How does CO2 supply shape the biofilm microenvironment in denitrifying H2-based membrane biofilm reactor: A modeling study

Abstract

CO2 supply to a hydrogen-based membrane biofilm reactor (H2-based MBfR) is an imperative approach for maintaining its performance. The supply modes (via bulk liquid or membrane) and dosages of CO2 can largely determine the efficiency of H2-based MBfR, but their effects on the biofilm microenvironment remain unclear. To bridge this knowledge gap, a denitrifying H2-based MBfR equipped with an in-situ pH microsensor was constructed, and an expanded model was developed by incorporating the modified denitrification kinetic algorithm, based on the measured pH gradients in the biofilm.
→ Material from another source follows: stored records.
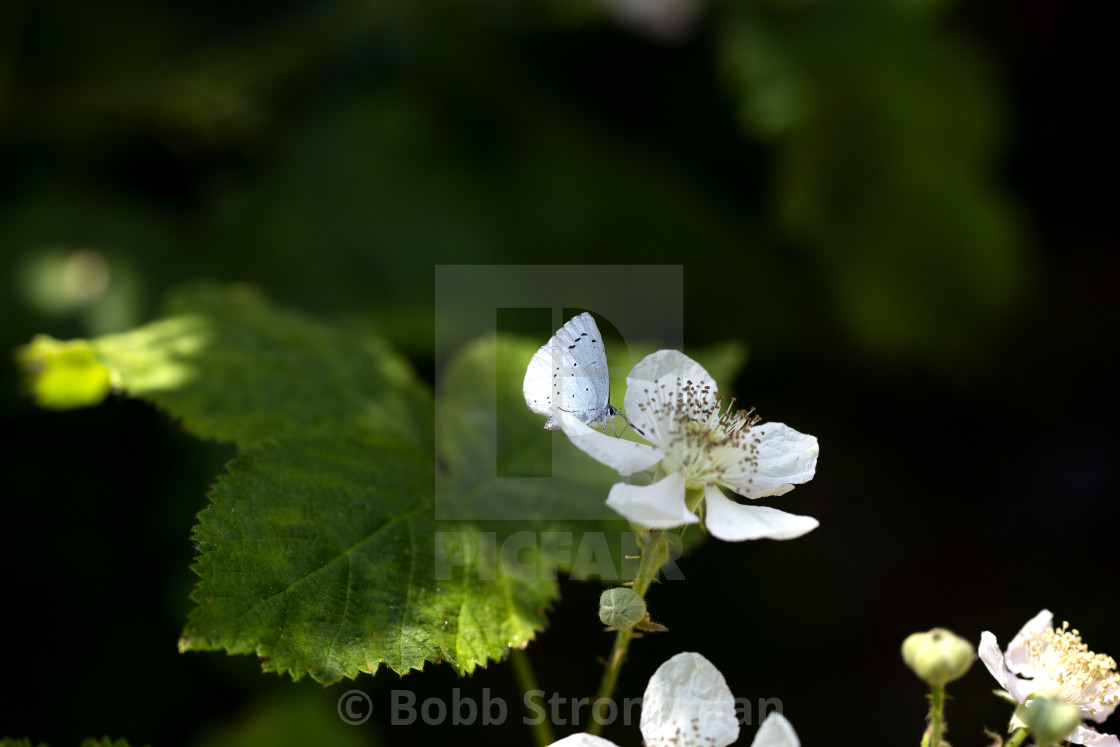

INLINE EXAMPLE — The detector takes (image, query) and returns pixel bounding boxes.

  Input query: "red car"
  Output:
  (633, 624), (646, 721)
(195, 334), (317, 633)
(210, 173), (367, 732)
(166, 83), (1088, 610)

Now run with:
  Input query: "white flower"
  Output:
(560, 351), (818, 541)
(980, 609), (1120, 747)
(552, 652), (801, 747)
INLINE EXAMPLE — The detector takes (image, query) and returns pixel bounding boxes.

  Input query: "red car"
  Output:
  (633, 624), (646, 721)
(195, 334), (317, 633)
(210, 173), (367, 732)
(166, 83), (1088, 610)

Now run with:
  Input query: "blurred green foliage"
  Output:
(0, 0), (1030, 367)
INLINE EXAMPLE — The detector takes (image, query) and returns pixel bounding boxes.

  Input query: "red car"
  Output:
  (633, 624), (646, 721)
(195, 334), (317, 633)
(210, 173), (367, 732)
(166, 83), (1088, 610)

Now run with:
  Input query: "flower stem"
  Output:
(930, 684), (945, 747)
(510, 648), (556, 747)
(588, 530), (669, 735)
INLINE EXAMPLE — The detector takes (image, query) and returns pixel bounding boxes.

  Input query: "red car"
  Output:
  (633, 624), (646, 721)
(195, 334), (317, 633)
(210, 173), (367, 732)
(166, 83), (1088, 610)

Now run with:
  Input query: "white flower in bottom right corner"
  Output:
(979, 609), (1120, 747)
(550, 652), (801, 747)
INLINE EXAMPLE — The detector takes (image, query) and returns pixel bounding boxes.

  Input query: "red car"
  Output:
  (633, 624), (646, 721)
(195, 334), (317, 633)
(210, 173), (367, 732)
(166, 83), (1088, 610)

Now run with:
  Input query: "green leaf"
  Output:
(179, 432), (556, 682)
(22, 287), (737, 683)
(20, 286), (431, 447)
(25, 287), (557, 682)
(16, 335), (110, 410)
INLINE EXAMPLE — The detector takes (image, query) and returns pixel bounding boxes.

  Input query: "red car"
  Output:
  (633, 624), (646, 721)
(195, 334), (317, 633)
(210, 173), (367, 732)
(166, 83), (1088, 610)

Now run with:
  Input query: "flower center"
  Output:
(641, 379), (760, 487)
(1028, 623), (1120, 715)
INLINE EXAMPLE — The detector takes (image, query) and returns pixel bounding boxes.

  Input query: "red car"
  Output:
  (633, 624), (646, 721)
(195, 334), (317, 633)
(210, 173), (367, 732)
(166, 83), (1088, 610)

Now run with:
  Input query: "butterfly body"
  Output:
(522, 312), (618, 430)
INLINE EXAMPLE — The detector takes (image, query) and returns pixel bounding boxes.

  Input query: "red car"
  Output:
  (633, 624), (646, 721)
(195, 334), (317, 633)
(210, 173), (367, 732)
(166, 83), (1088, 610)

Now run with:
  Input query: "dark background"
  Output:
(0, 0), (1120, 746)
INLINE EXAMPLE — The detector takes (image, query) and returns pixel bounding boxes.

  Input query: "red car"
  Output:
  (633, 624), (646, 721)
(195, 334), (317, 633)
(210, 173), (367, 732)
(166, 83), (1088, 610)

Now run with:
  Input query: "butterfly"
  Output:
(522, 312), (642, 433)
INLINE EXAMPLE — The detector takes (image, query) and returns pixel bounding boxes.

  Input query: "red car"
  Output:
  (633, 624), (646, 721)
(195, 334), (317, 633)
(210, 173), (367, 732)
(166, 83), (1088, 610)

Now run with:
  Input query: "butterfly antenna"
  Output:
(610, 407), (645, 438)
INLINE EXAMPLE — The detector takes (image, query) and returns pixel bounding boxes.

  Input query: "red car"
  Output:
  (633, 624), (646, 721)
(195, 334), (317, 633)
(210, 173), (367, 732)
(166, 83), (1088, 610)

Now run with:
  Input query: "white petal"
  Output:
(703, 485), (820, 542)
(727, 423), (820, 498)
(607, 473), (700, 529)
(558, 412), (661, 475)
(978, 631), (1008, 690)
(1007, 609), (1054, 680)
(623, 351), (716, 446)
(1066, 726), (1120, 747)
(750, 711), (801, 747)
(549, 734), (618, 747)
(642, 652), (739, 747)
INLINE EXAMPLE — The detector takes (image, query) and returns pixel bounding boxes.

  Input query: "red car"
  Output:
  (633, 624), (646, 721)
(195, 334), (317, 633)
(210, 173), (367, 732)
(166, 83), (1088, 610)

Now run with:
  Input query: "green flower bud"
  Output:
(1019, 698), (1081, 747)
(599, 586), (646, 631)
(903, 627), (977, 685)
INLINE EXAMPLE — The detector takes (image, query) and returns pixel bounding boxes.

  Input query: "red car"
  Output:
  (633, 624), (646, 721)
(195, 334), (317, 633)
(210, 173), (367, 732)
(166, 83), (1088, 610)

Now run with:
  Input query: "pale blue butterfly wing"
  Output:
(523, 314), (617, 430)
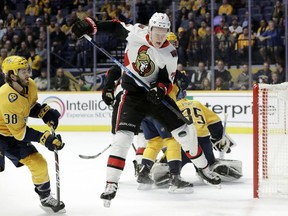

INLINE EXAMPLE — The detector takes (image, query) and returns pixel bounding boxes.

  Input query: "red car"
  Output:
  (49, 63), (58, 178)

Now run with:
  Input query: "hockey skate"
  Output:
(137, 165), (154, 190)
(155, 172), (170, 188)
(100, 182), (118, 208)
(40, 195), (66, 213)
(198, 166), (221, 188)
(168, 174), (193, 194)
(133, 160), (141, 177)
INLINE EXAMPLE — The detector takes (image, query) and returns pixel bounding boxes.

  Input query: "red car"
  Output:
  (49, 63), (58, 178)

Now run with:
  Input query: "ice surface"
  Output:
(0, 132), (288, 216)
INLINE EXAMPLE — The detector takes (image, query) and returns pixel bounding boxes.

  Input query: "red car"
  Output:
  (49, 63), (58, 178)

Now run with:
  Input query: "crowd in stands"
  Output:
(0, 0), (285, 91)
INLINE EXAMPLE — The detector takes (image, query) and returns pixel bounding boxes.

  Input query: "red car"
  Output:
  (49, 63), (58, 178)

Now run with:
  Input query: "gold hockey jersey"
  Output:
(176, 98), (221, 137)
(0, 79), (38, 140)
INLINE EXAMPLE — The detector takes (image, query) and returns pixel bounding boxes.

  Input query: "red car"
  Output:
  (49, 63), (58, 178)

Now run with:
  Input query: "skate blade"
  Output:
(137, 183), (152, 190)
(103, 200), (111, 208)
(168, 186), (194, 194)
(40, 205), (66, 214)
(203, 179), (222, 189)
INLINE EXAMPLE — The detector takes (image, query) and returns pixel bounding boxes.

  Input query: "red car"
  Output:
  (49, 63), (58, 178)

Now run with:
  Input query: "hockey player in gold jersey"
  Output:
(0, 56), (65, 212)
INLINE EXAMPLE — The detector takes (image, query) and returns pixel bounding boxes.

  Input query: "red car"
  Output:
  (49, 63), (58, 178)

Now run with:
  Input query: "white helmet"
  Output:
(149, 12), (171, 30)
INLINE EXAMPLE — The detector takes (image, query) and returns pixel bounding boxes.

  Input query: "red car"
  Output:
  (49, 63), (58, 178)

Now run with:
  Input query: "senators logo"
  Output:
(132, 46), (155, 77)
(8, 93), (18, 103)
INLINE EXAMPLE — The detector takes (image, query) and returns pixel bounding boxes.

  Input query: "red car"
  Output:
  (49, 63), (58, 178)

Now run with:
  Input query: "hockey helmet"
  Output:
(167, 32), (177, 41)
(2, 56), (29, 75)
(167, 32), (179, 48)
(149, 12), (171, 30)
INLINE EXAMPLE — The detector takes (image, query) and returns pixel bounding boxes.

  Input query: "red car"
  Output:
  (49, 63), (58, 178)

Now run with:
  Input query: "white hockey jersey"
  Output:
(122, 23), (178, 86)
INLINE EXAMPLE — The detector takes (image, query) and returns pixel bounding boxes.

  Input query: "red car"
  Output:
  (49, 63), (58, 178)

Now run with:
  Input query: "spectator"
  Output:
(216, 26), (235, 65)
(234, 63), (249, 90)
(275, 62), (286, 82)
(50, 24), (67, 45)
(28, 48), (42, 79)
(51, 68), (70, 91)
(78, 77), (92, 91)
(198, 20), (207, 38)
(272, 0), (287, 27)
(215, 60), (232, 89)
(180, 11), (194, 30)
(187, 28), (201, 66)
(215, 77), (229, 91)
(15, 11), (25, 28)
(218, 0), (233, 16)
(253, 62), (272, 84)
(0, 70), (5, 87)
(0, 48), (8, 66)
(188, 62), (211, 90)
(258, 20), (283, 63)
(35, 39), (47, 66)
(235, 27), (255, 62)
(177, 27), (189, 67)
(25, 0), (40, 17)
(270, 72), (281, 85)
(0, 19), (7, 40)
(229, 16), (243, 38)
(16, 41), (30, 59)
(34, 68), (48, 91)
(200, 78), (211, 90)
(200, 26), (217, 65)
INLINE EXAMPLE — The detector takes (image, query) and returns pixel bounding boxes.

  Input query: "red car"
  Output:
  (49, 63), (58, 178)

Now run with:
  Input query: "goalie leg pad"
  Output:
(211, 159), (242, 181)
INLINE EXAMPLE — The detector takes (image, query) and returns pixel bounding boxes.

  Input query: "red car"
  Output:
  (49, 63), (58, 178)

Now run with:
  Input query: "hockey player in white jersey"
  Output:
(72, 13), (217, 207)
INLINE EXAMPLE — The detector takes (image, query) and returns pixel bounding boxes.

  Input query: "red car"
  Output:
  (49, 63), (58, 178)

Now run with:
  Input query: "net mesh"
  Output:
(258, 83), (288, 198)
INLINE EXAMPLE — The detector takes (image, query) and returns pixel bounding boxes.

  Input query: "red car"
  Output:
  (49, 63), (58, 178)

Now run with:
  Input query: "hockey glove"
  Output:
(147, 84), (167, 104)
(38, 104), (61, 129)
(102, 88), (115, 106)
(40, 131), (65, 151)
(211, 136), (232, 153)
(71, 17), (97, 39)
Results showed that the greatest NO3− removal was achieved at an influent CO2 concentration of 50 mg/L and a CO2 fraction of 20 %. The carbon source constituted a decisive factor, limiting the denitrification activity in the inner and outer layers of the biofilm when CO2 was supplied below the optimum dosage (50 mg/L or 20 %) via bulk liquid and membrane, respectively. Increasing the CO2 dosage to 100 mg/L or 30 % enabled the sufficient carbon source, but led to low-pH inhibition in the entire biofilm. The outcomes of this research provided mechanistic insights into the denitrification behaviors of H2-based MBfR, and the developed model could help devise CO2 supply strategies for the management of the reactor.